McCartney exhibits a certain deftness when it comes to performing that can only be the result of five decades of experience. He switched between multiple 6-string and 12-string guitars, his signature bass, and two pianos over the course of the three hour performance. If there was one thing that this show wasn't, it was boring.
After starting out strong with "Eight Days A Week" and "Junior's Farm," McCartney took a long moment to enjoy his "day in the park" and take in the scene around him. What he saw was a ballpark that was filled to the gills. Fans were standing along the fence on top of the grandstand, on the right field roof deck, and the Coca-Cola pavilion. There was even a large group gathered on Yawkey Way who just wanted to hear some classics. I don't blame Sir Paul taking a minute; it was a truly impressive scene.
It's very difficult to weed out the highlights of a show where every song was fantastic, but a high point was early in the set, when Sir Paul played a hard-rocking, electrifying version of the Wings classic "Let Me Roll It" with a snippet of Jimi Hendrix's "Foxy Lady" at the end. This was the first moment of the show in which the crowd was energized, and from that moment on Paul never lost them.
The night was filled with Beatles classics. "Paperback Writer" featured some unreal four-part harmonies from the band, and the psychedelic "Being For The Benefit of Mr. Kite" was an unexpected highlight with its great light show and fantastic breakdowns. "Mr. Kite" definitely has improved with age, and it's a shame that the Beatles never played the song live, because it definitely has taken on a new character.

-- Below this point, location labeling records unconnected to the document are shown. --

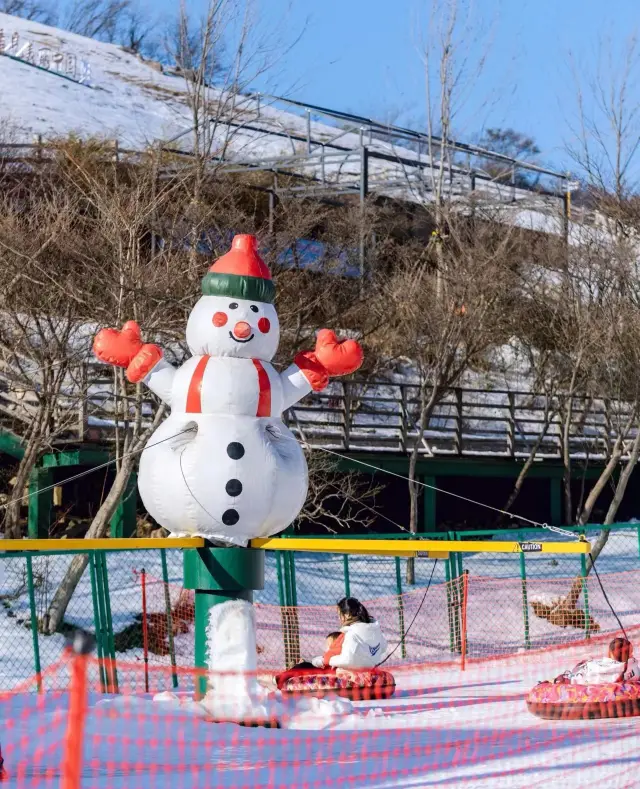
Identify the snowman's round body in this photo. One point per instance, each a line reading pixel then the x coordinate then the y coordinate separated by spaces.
pixel 223 465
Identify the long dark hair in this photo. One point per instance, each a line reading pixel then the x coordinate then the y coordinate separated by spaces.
pixel 352 610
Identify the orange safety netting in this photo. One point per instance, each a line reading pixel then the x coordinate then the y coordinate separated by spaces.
pixel 442 726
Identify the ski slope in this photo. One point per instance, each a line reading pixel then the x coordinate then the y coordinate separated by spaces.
pixel 443 727
pixel 139 103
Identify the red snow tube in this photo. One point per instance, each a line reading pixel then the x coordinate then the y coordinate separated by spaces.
pixel 356 684
pixel 563 701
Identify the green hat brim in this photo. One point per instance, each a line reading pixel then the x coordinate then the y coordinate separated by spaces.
pixel 236 286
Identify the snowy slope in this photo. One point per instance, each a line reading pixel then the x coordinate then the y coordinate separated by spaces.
pixel 132 101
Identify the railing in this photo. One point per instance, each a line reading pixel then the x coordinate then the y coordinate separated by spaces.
pixel 134 603
pixel 358 416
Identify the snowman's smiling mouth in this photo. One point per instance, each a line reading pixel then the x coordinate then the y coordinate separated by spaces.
pixel 242 341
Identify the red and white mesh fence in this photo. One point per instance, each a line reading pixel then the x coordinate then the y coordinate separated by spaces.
pixel 501 616
pixel 442 727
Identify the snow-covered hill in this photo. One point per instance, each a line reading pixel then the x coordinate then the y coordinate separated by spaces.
pixel 137 103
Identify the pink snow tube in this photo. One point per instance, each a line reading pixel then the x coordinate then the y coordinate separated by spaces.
pixel 355 684
pixel 562 701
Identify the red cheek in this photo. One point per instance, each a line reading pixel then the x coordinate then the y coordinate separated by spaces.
pixel 219 319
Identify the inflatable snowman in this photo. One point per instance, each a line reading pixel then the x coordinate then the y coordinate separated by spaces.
pixel 223 466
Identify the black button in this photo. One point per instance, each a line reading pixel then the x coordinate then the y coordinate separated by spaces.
pixel 233 487
pixel 235 450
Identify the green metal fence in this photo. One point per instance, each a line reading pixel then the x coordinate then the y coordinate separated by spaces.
pixel 108 599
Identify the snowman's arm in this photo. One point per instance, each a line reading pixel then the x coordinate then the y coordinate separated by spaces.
pixel 160 380
pixel 306 374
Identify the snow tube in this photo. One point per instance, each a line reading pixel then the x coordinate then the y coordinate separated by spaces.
pixel 562 701
pixel 357 684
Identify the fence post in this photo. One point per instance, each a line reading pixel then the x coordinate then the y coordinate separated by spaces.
pixel 34 624
pixel 463 635
pixel 447 573
pixel 96 620
pixel 455 593
pixel 74 738
pixel 40 502
pixel 109 621
pixel 525 602
pixel 583 571
pixel 294 624
pixel 403 647
pixel 167 605
pixel 346 407
pixel 284 614
pixel 347 583
pixel 104 637
pixel 457 436
pixel 145 631
pixel 511 424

McCartney also brought out some great Wings songs. "Nineteen Hundred and Eighty Five," "Hi Hi Hi," and "Band On The Run" were all fantastic, as was "Maybe I'm Amazed." It was extremely difficult to pick out specific highlights from this show.
The main set wound down with a fiery performance of "Live and Let Die" that was literally fiery. An extensive fireworks show threw the crowd into a frenzy and had fans whipping out cellphones in an attempt to catch the great moment on video. Then, with possibly the best known Beatles song, "Hey Jude," which had all 40 thousand fans at the park belting out every word, but that was only the beginning.
The first encore featured "Day Tripper," "Hi Hi Hi," and "I Saw Her Standing There." The 2nd encore was when McCartney transitioned from awesome performer to living, breathing, rock god. After a solo performance of "Yesterday," Paul brought the band back out for the hardest-rocking moment of the night, a rendition of the 1968 classic "Helter Skelter" that brought the house down. The night ended with "Carry That Weight," straight into "The End."
What sets Paul McCartney apart from the droves of touring classic rock artists in music today is that he truly loves what he does. The stories he told, the passion that he performed with, and even his body language while he was on stage screamed that the man is thrilled with what he's doing. Even at 71, Paul definitely has his old chops, and he can play like nobody's business. The performance was that of a man who is looking back at his career and has a stellar sense of what his millions of fans want to hear. On the "Out There" tour he played just that. This was a spectacular musical experience and it's safe to say that Sir Paul's still got it.